Espace culturel et vécu algérien

 

Nous entendons par espace expressif de la culture, tous les lieux ou institutions regroupant des personnes qui s’unissent pour exprimer l’aspect affectif et/ou intellectuel. Nous incluons dans cette optique, les institutions éducatives telles que l’école, instituts de formation, les théâtres, les cinémas, les espaces sportifs tels que les stades, les piscines et les lieux de loisir tels que les endroits de détente et de distraction. Ce sont les différents moyens concrets qui permettent à la personne de libérer le trop-plein d’excitation et assurent, dans le meilleur des cas, une sublimation créatrice.
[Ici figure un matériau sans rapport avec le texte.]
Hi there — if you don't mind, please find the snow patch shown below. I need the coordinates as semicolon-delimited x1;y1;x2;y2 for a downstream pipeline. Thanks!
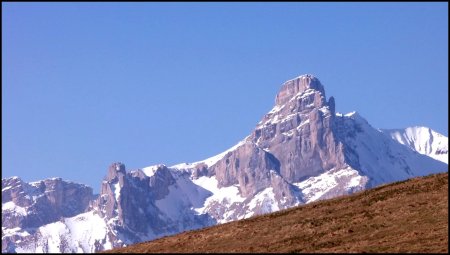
287;88;316;104
268;104;283;114
244;187;279;218
192;175;245;220
113;182;121;201
2;201;28;216
344;111;357;117
15;211;112;253
294;167;368;203
142;164;164;177
319;106;330;116
297;119;310;130
154;173;211;222
36;221;70;252
2;227;30;237
63;211;112;252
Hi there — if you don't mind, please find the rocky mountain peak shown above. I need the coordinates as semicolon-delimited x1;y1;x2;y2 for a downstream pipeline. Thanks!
106;162;126;181
275;74;325;106
255;74;333;132
246;74;346;185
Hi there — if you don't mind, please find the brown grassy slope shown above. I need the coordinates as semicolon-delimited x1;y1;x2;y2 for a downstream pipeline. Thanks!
105;172;448;253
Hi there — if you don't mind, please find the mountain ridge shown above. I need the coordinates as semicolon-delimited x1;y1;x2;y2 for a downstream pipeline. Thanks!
2;74;448;252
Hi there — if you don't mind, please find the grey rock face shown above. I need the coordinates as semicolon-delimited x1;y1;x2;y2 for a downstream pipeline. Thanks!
93;163;214;248
248;75;346;183
209;142;280;197
2;177;94;252
2;177;93;229
275;74;325;106
95;162;127;220
206;143;299;213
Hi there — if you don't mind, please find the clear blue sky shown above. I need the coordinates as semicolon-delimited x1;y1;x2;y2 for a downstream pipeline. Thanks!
2;2;448;193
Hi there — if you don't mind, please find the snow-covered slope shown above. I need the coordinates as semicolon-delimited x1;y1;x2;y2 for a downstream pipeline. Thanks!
293;166;368;203
12;211;113;253
1;177;95;252
380;126;448;164
335;112;447;188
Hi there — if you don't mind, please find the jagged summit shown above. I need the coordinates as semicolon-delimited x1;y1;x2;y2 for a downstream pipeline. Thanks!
275;74;325;106
105;162;126;181
284;74;318;84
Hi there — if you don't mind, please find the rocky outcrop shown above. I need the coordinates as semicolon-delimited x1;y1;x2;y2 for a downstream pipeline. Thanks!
93;163;214;248
2;177;94;252
1;176;93;229
209;142;279;197
96;162;126;220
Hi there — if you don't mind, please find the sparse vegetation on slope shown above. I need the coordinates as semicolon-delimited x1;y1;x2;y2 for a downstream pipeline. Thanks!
104;172;448;253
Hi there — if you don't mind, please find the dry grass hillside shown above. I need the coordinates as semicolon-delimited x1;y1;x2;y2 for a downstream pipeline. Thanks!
105;172;448;253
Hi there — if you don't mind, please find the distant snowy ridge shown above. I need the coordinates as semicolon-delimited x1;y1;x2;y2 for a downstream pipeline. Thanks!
381;126;448;164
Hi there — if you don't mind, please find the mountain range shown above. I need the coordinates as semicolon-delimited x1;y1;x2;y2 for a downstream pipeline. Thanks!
2;74;448;252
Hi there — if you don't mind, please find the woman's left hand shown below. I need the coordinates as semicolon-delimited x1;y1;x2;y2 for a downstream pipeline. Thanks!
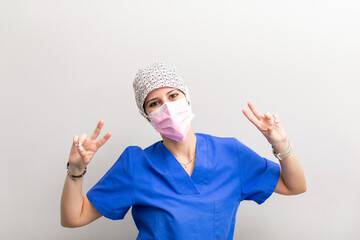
242;101;289;153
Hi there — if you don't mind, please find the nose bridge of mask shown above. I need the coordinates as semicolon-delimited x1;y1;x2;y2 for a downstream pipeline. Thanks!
148;98;188;118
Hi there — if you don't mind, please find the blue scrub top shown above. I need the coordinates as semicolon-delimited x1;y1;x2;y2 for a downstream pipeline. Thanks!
87;133;280;240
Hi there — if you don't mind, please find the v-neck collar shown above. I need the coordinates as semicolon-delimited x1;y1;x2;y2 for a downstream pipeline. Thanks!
159;133;208;195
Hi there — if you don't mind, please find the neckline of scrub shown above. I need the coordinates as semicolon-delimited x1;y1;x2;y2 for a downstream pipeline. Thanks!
159;133;208;195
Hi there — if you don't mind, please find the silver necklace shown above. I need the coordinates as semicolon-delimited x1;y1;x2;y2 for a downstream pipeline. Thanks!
177;155;196;169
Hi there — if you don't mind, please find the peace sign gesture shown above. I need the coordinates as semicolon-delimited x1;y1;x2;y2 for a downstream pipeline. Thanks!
68;120;112;174
242;101;289;152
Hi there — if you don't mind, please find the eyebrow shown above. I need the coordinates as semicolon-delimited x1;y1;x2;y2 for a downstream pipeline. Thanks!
145;89;178;106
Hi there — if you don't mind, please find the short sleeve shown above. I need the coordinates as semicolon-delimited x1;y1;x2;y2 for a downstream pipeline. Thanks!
234;139;280;205
86;146;134;220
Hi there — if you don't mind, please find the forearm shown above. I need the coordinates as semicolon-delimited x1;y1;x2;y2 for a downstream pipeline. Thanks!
60;174;85;227
279;152;306;194
273;141;307;194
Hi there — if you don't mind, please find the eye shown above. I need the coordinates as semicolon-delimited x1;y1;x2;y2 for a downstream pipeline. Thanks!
169;93;178;99
149;101;159;108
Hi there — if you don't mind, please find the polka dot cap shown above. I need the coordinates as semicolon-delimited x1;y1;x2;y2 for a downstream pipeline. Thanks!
133;62;191;119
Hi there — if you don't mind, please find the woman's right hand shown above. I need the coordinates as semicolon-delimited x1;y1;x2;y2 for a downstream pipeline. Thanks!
68;120;112;175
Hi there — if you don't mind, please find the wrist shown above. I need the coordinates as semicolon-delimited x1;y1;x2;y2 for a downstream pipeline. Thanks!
271;139;289;154
272;141;293;161
67;162;86;176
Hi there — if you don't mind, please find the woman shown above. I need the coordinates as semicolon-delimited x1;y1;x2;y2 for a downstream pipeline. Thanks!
61;62;306;239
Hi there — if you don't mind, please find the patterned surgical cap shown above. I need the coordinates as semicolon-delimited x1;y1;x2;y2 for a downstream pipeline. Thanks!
133;62;191;119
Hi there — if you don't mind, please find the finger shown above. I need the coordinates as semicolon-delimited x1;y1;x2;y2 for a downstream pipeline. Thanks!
77;134;87;147
264;112;274;120
90;120;104;140
71;135;80;153
73;135;79;146
263;112;275;125
96;132;112;148
247;101;263;121
75;134;90;161
273;113;280;123
77;144;90;162
79;133;87;141
242;109;262;130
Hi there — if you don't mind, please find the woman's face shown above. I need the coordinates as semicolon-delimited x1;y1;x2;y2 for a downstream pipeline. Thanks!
144;87;186;115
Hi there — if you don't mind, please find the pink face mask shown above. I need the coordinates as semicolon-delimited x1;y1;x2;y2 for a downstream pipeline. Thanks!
148;98;195;142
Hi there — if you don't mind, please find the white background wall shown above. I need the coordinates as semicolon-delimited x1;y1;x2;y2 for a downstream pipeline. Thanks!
1;0;359;239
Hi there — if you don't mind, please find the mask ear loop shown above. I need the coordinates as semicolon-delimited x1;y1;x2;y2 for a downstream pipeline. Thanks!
140;109;151;122
140;109;158;130
184;86;192;109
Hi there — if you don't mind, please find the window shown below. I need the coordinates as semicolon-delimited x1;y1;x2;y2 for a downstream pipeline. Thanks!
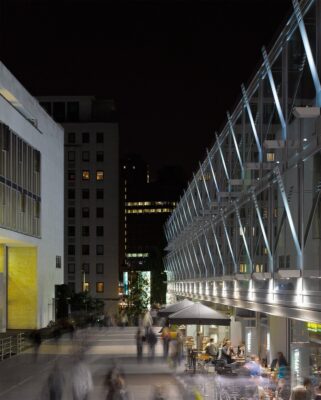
82;226;90;236
82;207;89;218
96;282;104;293
56;256;61;269
96;171;104;181
96;151;104;162
267;153;275;162
68;171;76;181
82;151;90;161
68;189;75;199
82;245;90;255
53;102;65;122
68;132;76;143
68;263;75;273
82;263;90;273
96;226;104;236
96;132;104;143
96;208;104;218
68;226;75;236
96;245;104;255
83;282;89;292
68;151;75;161
68;245;75;255
96;263;104;274
82;132;90;143
96;189;104;199
68;207;75;218
82;189;90;199
67;102;79;122
82;170;90;180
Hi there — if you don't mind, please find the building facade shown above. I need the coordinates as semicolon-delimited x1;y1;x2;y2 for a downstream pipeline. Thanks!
0;62;64;332
165;0;321;382
38;96;119;312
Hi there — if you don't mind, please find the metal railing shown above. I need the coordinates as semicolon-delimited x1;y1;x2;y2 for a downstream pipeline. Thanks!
0;333;25;361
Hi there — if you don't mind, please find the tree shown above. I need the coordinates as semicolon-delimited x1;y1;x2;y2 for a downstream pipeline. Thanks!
128;271;149;321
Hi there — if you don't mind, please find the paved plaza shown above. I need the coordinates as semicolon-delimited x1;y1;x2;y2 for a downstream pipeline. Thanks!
0;327;184;400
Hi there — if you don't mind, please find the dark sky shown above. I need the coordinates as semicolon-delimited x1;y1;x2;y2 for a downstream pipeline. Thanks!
0;0;291;179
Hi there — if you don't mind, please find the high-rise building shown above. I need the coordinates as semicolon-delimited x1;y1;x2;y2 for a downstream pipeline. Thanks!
38;96;119;313
0;62;64;332
120;155;184;304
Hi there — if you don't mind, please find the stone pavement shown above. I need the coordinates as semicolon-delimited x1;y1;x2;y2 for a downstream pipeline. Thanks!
0;326;185;400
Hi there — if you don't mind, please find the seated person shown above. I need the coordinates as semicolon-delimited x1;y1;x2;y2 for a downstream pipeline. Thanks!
244;355;261;377
205;338;218;358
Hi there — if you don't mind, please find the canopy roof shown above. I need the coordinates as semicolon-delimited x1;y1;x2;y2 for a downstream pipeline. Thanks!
168;302;230;326
157;299;194;317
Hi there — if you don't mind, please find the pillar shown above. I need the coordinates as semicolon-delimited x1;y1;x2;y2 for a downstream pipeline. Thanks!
268;315;288;365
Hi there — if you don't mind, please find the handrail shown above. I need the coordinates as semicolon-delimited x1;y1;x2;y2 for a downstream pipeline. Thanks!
0;333;25;361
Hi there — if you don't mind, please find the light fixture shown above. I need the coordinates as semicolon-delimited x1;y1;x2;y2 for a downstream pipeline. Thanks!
293;106;320;119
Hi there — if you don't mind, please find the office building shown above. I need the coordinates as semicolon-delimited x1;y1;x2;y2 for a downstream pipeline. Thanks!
0;62;64;332
39;96;119;312
165;0;321;383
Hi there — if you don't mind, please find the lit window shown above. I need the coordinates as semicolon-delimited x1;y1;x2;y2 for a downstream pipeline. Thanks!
96;282;104;293
83;282;89;292
96;171;104;181
267;153;275;162
82;170;90;180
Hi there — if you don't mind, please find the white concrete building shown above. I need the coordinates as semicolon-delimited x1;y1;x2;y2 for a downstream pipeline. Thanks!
0;62;64;332
38;96;119;313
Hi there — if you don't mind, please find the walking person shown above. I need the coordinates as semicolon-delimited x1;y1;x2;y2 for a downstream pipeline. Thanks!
146;327;157;361
31;329;42;362
71;357;93;400
41;362;65;400
135;328;144;361
161;326;170;359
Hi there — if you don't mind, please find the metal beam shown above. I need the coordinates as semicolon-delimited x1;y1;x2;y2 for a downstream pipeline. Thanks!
235;204;253;272
241;84;263;162
216;133;230;184
199;161;211;206
293;0;321;106
197;236;208;279
274;167;302;268
211;222;226;276
194;173;205;211
227;111;244;178
221;212;238;274
207;149;220;193
262;47;287;140
203;229;216;277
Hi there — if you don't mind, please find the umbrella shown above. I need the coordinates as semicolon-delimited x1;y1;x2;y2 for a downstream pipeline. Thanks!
168;302;230;326
157;299;194;317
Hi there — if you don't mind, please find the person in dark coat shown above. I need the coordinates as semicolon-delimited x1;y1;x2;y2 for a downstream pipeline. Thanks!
146;328;157;361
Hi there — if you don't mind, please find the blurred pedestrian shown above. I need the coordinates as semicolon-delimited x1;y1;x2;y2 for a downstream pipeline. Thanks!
31;329;42;361
152;384;166;400
41;362;65;400
135;328;144;361
71;357;93;400
161;326;170;359
120;311;128;328
143;311;153;335
146;328;157;361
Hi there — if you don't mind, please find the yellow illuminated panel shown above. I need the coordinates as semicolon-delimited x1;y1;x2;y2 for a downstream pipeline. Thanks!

Pour étayer ces propos, nous nous référons à D. Winnicott (1975) qui reste parmi les chercheurs qui ont exploré avec grand intérêt l’espace transitionnel vécu par le petit enfant avec sa mère et développé, par la suite, par les différents milieux. Le phénomène transitionnel auquel l’auteur fait référence peut se désigner par les endroits où la personne peut marquer une pause qui lui permet de mentaliser ce qu’elle a appris, de renouveler son énergie pour se préparer à fournir de nouveaux efforts. « J’ai employé le terme d’expérience culturelle en y voyant une extension de l’idée de phénomène transitionnel et de jeu… ». (D. Winnicott 1975, p. 137) L’auteur précise, plus loin, que « la place où se situe l’expérience culturelle (…) est l’espace potentiel entre l’individu et son environnement » (Ibid. p. 139). Cela veut dire que le vécu de la personne en dehors de son milieu familial inclut les différentes institutions fréquentées par le sujet du primaire jusqu’à l’université et au-delà. Ce sont des espaces transitionnels qui aident le sujet à se propulser vers l’équilibre et la réussite.
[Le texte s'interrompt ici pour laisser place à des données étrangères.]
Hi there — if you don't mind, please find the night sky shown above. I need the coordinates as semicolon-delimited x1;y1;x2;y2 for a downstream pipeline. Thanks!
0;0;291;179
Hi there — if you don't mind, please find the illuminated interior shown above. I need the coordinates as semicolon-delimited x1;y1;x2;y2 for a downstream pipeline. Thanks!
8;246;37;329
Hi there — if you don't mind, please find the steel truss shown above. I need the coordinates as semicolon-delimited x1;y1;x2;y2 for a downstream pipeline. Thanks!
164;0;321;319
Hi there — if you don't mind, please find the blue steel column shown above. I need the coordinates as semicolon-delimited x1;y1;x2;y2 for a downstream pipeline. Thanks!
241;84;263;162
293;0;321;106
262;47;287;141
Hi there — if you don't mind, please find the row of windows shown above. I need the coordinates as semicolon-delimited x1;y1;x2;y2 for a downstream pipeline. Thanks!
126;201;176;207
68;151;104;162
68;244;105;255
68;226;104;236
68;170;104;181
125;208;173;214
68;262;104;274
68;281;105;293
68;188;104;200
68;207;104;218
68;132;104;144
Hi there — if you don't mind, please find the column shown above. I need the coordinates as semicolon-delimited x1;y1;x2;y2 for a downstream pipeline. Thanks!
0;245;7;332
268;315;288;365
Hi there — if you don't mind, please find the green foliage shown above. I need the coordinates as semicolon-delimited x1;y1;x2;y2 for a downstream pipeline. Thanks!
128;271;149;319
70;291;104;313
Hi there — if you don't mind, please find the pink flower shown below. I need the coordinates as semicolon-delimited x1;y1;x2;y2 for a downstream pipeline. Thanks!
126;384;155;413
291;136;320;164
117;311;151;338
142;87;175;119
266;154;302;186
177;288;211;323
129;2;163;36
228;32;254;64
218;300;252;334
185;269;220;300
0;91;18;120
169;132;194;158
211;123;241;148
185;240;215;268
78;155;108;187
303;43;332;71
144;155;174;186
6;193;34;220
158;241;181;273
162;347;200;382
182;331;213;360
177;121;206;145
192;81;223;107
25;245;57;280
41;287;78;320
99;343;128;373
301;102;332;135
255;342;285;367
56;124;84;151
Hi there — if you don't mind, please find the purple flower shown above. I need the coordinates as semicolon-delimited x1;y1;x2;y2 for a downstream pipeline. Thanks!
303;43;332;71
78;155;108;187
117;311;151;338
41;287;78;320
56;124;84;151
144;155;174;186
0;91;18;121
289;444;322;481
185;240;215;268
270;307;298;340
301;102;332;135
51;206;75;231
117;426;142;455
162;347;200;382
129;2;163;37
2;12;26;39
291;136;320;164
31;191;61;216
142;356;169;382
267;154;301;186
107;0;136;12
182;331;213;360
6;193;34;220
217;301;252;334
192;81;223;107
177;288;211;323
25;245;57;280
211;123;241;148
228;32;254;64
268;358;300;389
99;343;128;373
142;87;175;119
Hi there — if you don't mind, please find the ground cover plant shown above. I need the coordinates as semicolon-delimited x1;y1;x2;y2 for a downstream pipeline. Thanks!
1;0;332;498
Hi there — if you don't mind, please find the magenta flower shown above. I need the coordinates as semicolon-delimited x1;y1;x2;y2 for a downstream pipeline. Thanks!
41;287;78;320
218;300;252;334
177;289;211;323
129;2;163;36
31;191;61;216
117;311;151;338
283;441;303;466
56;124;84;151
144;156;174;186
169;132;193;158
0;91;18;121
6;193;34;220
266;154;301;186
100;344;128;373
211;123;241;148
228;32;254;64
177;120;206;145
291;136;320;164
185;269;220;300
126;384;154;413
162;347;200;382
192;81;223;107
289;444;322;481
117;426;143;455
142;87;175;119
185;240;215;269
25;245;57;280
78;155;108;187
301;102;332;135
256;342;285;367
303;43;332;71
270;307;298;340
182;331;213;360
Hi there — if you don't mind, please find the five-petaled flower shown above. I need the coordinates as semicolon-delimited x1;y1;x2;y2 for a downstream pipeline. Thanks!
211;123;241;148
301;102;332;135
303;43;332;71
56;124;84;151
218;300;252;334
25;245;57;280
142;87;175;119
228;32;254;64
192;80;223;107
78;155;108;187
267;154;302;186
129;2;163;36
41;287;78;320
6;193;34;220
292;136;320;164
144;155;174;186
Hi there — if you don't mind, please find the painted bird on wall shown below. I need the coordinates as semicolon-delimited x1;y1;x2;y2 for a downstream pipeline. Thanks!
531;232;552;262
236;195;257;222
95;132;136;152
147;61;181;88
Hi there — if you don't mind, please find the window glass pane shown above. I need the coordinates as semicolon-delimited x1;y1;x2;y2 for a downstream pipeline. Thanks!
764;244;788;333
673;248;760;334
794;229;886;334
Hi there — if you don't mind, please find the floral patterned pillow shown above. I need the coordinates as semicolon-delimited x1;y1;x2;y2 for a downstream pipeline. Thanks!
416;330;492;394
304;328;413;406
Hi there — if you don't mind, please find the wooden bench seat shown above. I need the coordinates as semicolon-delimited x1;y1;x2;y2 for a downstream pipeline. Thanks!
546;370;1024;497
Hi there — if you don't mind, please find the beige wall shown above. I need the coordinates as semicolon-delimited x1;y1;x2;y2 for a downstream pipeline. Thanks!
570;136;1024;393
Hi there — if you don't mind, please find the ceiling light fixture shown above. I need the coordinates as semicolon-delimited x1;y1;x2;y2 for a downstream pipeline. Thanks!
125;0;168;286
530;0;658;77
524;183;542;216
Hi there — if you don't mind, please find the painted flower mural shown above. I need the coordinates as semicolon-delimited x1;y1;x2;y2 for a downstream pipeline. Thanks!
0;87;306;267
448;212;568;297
Mais est-ce que ces espaces sont suffisamment disponibles dans notre milieu ? Nous n’avons pas besoin de faire une étude sur le terrain pour montrer que la réponse est loin d’être satisfaisante. L’observation clinique spontanée et les plaintes présentées par les sujets lors des consultations suffisent pour affirmer tristement que tous ces espaces sont remarquablement insuffisants. Même ceux qui existent sont mal exploités ou carrément détournés de leurs vocations initiales. Il n’y a qu’à prendre l’exemple des salles de cinéma à Alger-Centre. Il y avait une quarantaine de salles avant l’indépendance du pays en 1962. On se retrouve seulement avec 4 ou 5 salles, alors que la population actuelle est 10 fois plus importante.

Tout compte fait, et suite à ce constat désolant, nous ne pouvons pas nous attendre à un équilibre psychique individuel ou collectif alors qu’une partie importante constituant l’équilibre de la personne est amputée. Ce n’est pas étonnant donc de voir une augmentation constante des mécanismes rigides tels que la répression, le refoulement et le clivage utilisés comme défense contre l’angoisse du vide.